Narain: As an example, there’s an IP with an asynchronous reset. People can re-use that somewhere else, but when the noise levels went up the reset got asserted. It became a vulnerability point. These are $1 million bugs. You don’t think this can happen, but methodologies are breaking down.
Schirrmeister: The divide is getting bigger. Gary Smith said verification is going up and going down. It’s going down to the electron spin. At the top, at the software verification level you’re worried about having 12 cores on a design. The divide between these two areas is getting bigger. The software can break. Ptolemy (software environment) stopped working at UC Berkeley when they ran it on a multicore PC because there were a couple of deadlocks that were not properly programmed. Once you introduce this complexity, things break at the software and system level.
Narain: EDA vendors develop software. Software bugs tend to be more forgiving because software can be rewritten. It’s much harder to change things in silicon.
Avinun: But if they need to spend two or three months in the lab, it doesn’t matter. It’s forgiving once you find it, but if you miss a market window that’s not forgiving.
Schirrmeister: The guy who has the unforgiving three-month schedule has to design smarter. You have to switch the fabric. In an FPGA fabric the hardware is forgiving because it’s programmable. That’s partly bound because it’s all bound for timing, and you can do a completely new thing where the hardware can be changed.

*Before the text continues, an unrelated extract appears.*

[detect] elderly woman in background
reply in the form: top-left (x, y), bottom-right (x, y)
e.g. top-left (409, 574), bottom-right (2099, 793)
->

Rizzatti: It all depends on what kind of software you’re talking about. There are three major classes—the drivers, the operating system and the application software. When you deal with drivers you have less forgiveness. We developed two demos. In the first one we injected an error into the description of the driver. The error shows up in verification as hardware. In the other demo we injected an error in the hardware and it showed up as an error in the driver.

LPE: What happens when we go to stacked die? Is it even harder?
Schirrmeister: It’s just another component to make it more complex. You can model that as an interconnect if you need to, and at the base level you need to make sure the electrons take the right path. It’s another step in verification.
Avinun: It’s not so much functional verification. But there is more complexity.
Narain: The physical effects that were in the second and third order that could be ignored can no longer be ignored. They’re now all first-order effects.